It had been what they call a normal working day. … Driving home in the middle of a creeping three-lane jam was about as much relief as if the office had been towed away on wheels. I was locked-up, boxed-in, and daydreaming morbidly. It was difficult to believe that there was any other sort of world beyond all this.

On impulse, I had snatched out of the homebound crawl after a few miles and headed down a winding suburban lane. It led to a labyrinth of gravel pits, reservoirs, and watery odds and ends that I had often visited during my work on the book. It was hardly the promised landscape, and the whole area was pocked with working quarries and car dumps. But in the mood I was in, just to have seen some murky water lapped by non-air-conditioned wind would have set me right.

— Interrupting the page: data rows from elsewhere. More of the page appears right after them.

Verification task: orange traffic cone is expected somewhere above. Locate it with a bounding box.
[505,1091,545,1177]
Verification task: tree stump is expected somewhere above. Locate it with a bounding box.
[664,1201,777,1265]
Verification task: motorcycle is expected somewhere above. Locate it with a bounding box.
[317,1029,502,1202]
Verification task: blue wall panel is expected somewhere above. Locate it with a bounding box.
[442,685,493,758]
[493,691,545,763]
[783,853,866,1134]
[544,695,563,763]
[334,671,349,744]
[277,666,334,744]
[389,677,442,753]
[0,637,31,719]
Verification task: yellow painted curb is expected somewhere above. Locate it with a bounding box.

What I did find that early autumn day was, I suppose, nothing special … I had parked by the edge of a canal which curled around the western edge of this maze of water, and had stumped off, scowling, along the towpath. I think it was my black frame of mind that made the unexpected late fruitfulness of this place strike me with such intensity. I had never noticed before that the canal here was as clear as a chalk stream. Yellow water lilies drooped like balls of molten wax on the surface. Near the edge of the water drifts of newly hatched fish hung in the shallows. […]

What had begun as a nervous gallop soon turned into a stroll. My eyes began to relax a little, and following the last swallows hawking for flies over the water, I caught sight of a brilliant spike of purple loosestrife in the distance. I had never before seen this plant so deep into suburbia. The towpath itself was festooned with wine-tinted hemp agrimony blooms and when a bicycling worker bucked past it seemed as natural to exchange greetings with him as if we had been in a country lane. No matter that the place he had come from was the gaunt Water Board pumping Station that stretched along the bank, looking like nothing so much as an oil refinery. As dusk fell and the warning lights on its roof began to flush the bellies of the roosting gulls, I went off home like a new man.

Getting outside, being outside, making connections, simply taking time out to be in nature, inspires the ‘new man’ in me too.